Sizing Up The Defense
Brian Nussbaum, assistant professor in the College of Emergency Preparedness, Homeland Security and Cybersecurity. |
ALBANY, N.Y. (Dec. 8, 2017) – No organization or industry is immune to cybercrime.
Large-scale attacks tend to grab the headlines, like Yahoo’s data breach last year that leaked personal information from a billion user accounts. Less publicized is the number of attacks on small and medium-size companies. According to the 2016 State of SMB Cybersecurity Report, hackers have breached half of the 28 million small businesses in the United States.
Clearly, no organization is too big or small to be hacked – but how do cybersecurity challenges differ based on firm size?
To answer that question, Brian Nussbaum, an assistant professor in the College of Emergency Preparedness, Homeland Security and Cybersecurity, has published a new theoretical paper in the Journal of Cyber Policy.
“There is already extensive literature in the fields of business and organizational studies that connects firm size to various outcomes,” Nussbaum said. “We wanted to apply this thinking to cybersecurity by comparing challenges for large and small enterprises, both in the private sector and public sector.”
His paper specifically examines the differences within the social aspects of organizations (i.e. the people and process), arguing they play just as large of a role in cybersecurity challenges as technical aspects do.
“While an organizations cybersecurity efforts can range in terms of technical aspects, our paper instead compares social aspects,” Nussbaum said. “Information security professionals spend their day dealing as much with people as with bits, bytes or firewalls; getting coworkers to not click on phishing links, getting business units to collaborate for incident response, convincing executives not to conduct official business through their webmail accounts, and harassing people to change their default passwords.”
To analyze differences, Nussbaum and his co-author Charlie Lewis, a Madison Policy Forum Cybersecurity fellow, compared three real-world cases of cybercrime – two small companies and one large.

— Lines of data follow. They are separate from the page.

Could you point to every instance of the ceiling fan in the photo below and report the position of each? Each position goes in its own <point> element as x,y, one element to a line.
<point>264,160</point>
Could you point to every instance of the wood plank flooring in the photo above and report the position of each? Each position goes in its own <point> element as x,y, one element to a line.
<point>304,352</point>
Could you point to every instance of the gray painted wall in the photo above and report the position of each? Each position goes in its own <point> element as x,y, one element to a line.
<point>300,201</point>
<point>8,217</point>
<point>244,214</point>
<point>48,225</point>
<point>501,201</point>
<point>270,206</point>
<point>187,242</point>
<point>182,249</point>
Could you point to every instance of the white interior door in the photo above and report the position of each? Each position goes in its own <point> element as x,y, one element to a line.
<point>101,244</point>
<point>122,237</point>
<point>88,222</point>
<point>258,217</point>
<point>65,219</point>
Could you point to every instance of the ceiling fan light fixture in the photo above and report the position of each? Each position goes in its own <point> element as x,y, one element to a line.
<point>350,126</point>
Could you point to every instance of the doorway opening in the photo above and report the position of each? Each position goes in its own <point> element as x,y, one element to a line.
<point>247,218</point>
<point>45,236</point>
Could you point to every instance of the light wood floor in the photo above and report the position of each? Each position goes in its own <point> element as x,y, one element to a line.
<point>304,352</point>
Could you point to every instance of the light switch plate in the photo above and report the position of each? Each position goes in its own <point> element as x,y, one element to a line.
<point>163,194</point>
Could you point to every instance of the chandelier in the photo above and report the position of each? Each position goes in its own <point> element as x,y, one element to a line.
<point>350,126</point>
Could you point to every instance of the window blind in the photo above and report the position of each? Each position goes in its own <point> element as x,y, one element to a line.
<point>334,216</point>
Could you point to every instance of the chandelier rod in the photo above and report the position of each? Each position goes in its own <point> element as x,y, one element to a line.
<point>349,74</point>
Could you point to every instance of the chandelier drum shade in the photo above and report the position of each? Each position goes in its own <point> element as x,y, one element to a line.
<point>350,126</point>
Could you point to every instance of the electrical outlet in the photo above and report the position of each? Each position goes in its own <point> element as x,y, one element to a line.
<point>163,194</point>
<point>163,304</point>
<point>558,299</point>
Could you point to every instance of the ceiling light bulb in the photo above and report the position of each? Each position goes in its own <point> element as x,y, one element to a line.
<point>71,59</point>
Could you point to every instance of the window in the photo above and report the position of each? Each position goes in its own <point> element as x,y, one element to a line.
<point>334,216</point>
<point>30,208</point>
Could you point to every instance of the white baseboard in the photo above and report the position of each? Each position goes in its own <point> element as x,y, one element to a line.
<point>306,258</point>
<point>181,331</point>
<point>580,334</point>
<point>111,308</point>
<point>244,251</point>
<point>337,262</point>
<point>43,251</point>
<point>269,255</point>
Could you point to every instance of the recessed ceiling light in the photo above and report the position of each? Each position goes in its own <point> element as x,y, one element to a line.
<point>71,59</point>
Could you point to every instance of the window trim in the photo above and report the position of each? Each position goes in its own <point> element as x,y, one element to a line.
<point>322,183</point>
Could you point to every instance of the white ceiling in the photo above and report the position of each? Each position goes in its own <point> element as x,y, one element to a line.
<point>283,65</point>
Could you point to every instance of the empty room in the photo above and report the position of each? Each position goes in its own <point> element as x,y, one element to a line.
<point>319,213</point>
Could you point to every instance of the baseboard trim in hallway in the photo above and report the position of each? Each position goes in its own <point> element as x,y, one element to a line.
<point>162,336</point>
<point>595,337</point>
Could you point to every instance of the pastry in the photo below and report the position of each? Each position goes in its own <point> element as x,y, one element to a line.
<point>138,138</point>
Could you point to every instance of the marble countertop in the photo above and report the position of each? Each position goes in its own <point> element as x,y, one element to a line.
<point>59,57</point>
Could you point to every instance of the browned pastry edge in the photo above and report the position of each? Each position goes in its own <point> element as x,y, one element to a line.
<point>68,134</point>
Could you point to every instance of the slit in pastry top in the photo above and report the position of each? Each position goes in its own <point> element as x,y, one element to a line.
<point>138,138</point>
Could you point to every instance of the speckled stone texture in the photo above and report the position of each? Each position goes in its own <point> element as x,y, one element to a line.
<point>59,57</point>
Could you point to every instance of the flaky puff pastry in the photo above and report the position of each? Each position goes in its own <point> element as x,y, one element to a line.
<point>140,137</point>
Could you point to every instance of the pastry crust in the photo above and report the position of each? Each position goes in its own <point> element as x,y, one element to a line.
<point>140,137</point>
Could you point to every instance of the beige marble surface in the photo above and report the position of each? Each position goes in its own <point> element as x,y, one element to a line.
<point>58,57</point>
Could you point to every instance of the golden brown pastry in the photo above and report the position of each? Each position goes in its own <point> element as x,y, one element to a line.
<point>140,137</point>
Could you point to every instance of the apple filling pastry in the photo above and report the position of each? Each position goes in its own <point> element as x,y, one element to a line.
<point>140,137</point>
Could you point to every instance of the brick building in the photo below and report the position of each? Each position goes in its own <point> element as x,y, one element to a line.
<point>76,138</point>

The first case focuses on a small laundry business that stole records from another local small laundry business to gain a competitive advantage. The second looks at the small village of Ilion, N.Y., which made national news after having to pay hackers a ransom to keep its computers running. The third focuses on two massive data breaches in the United States Office of Personnel Management (OPM): one resulting in the exposure of 4.5 million records, another resulting in the exposure of 21.5 million records.
Nussbaum believes his paper is a good first step in acknowledging that firm size is important when analyzing organizational cybersecurity challenges, though much more research still needs to be done.
“Our paper provides a starting point to begin thinking about the idea of firm size and the many things that come with it in the context of cybersecurity,” Nussbaum said. “It is important to note this is merely an early step in integrating existing – and future – research on firm size into the rapidly growing literature available on combating cybersecurity challenges.”